Katholieke Encyclopaedie

Uitgeverij Joost van den Vondel (1933-1939)

Gepubliceerd op 29-10-2019

Parallel-verwante talen

betekenis & definitie

Het begrip → taalverwantschap leert ons, dat hiermee twee geheel verschillende verhoudingen worden benoemd:

1° De biologische verwantschap tusschen de sprekers met een erfelijke articulatiebasis en
2° De sociologische saamhoorigheid van naburige talen onder elkanders wederkeerigen invloed.

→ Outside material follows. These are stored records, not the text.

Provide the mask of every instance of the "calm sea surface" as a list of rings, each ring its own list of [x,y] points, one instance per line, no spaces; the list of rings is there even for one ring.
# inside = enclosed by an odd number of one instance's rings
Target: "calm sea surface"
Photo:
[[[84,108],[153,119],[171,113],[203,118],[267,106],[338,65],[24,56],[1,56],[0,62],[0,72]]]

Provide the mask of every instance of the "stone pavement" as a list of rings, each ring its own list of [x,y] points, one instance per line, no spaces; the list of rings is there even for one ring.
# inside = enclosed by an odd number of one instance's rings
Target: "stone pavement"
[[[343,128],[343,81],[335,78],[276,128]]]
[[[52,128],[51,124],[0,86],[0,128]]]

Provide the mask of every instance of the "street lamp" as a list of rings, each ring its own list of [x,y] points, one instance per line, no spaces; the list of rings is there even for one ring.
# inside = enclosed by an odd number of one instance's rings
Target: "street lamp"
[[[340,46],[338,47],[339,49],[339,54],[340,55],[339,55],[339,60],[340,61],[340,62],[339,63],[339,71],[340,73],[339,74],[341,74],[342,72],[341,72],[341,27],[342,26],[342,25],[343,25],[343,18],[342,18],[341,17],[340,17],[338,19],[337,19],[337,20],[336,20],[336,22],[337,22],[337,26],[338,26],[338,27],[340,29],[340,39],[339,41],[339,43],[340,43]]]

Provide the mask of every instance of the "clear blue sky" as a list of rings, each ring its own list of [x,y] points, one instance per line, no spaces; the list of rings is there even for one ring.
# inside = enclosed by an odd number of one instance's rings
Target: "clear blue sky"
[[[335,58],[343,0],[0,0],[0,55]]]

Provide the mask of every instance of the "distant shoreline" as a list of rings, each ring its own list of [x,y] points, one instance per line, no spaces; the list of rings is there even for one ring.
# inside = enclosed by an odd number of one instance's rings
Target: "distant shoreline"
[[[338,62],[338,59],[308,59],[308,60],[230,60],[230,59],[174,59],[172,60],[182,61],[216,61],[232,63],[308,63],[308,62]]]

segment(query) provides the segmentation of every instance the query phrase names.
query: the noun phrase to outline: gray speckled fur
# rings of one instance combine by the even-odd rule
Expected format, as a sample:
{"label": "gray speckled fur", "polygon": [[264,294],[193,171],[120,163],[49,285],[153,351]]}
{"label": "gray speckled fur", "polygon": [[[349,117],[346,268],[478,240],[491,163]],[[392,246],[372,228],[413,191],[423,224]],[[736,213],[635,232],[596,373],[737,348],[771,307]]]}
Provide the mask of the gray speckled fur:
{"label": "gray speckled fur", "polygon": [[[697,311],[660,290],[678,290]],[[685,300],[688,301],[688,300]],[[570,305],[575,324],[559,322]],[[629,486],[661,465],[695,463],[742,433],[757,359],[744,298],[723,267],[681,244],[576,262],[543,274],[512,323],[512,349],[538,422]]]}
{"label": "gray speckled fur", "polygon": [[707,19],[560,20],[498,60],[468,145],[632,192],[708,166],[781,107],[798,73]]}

Welnu, het begrip: parallelverwante talen is het bijzondere geval van biologische taalverwantschap, dat in Europa het meest voorkomt. Als wij dus spreken over de verwantschap der Romaansche en Indogermaansche talen, moeten wij daar eerst al de sociologische feiten ten gevolge van het onderling verkeer uit verwijderen. Wat wij daarna overhouden is tusschen de Romaansche talen onderling, of tusschen de Indogermaansche talen onderling: een parallelle taalverwantschap of de collectieve verhouding van verschillende dochtertalen tot één oertaal. D.w.z. er was één oervolk met één oertaal met sterke domineering van één ras. Dat ééne volk zond nu kolonisten of landveroveraars uit naar andere volken, die ook een andere taal hadden, gewoonlijk onder domineering van een ander ras. Daarmee sloten zij huwelijken, en daardoor ontstond een mengras. Nu zijn er zoo 7 parallelle Mendeliaansche raskruisingen ontstaan, omdat de biologische lijnen parallel loopen; d.w.z. de articulatiebases der talen zijn biologisch slechts halve zusters van elkaar. Zij hebben toch allemaal denzelfden vader: het Indogermaansch. Maar zij hebben elk een andere moeder, bijv. het Klein-Aziatisch of Armenide ras bij de Armeniërs, het Prae-slavische ras bij de Baltoslaven, het alles behalve zuivere Indide ras bij de Indoiranen, twee verschillende gemengde Mediterrane rassen bij de Grieken en Romeinen, twee verschillend samengestelde Noorsche rassen bij de Kelten en Germanen, enz.

Maar het spreekt vanzelf, dat al die talen ook een verwantschap hebben van moeders kant. Dit noemen wij nu de afzonderlijke verwantschap van elk dier Indogerm. talen. Zoo is de Armeensche articulatiebasis niet slechts verwant en afkomstig van de Indogerm. vadertaal en haar basis, maar ook van de Kaukasische moeder-articulatiebasis. Zoo zijn de Slavische talen dus niet alleen Oost-Indogermaansch maar ook Prae-slavisch van afkomst. Zoo is dus het Germaansch niet alleen West-Indogermaansch maar ook van zeer gemengd Noordsche afkomst. Het doel van deze twee nieuwe termen: parallelle en afzonderlijke taalverwantschap was: de fout te corrigeeren der vroegere taalverwantschapstheorieën, die slechts een éénzijdige verwantschap met het Indogermaansch erkenden. Zie → Dochtertalen. Jac. v. Ginneken.

Lit. : Ant. Meillet, De talen van het nieuwe Europa (blz. 85-90); id., La méthode comparative en linguistique hist. (Oslo 1925); Jac. van Ginneken, Het begrip der taalverwantschap (in : Onze Taaltuin, II, 1933,193-216).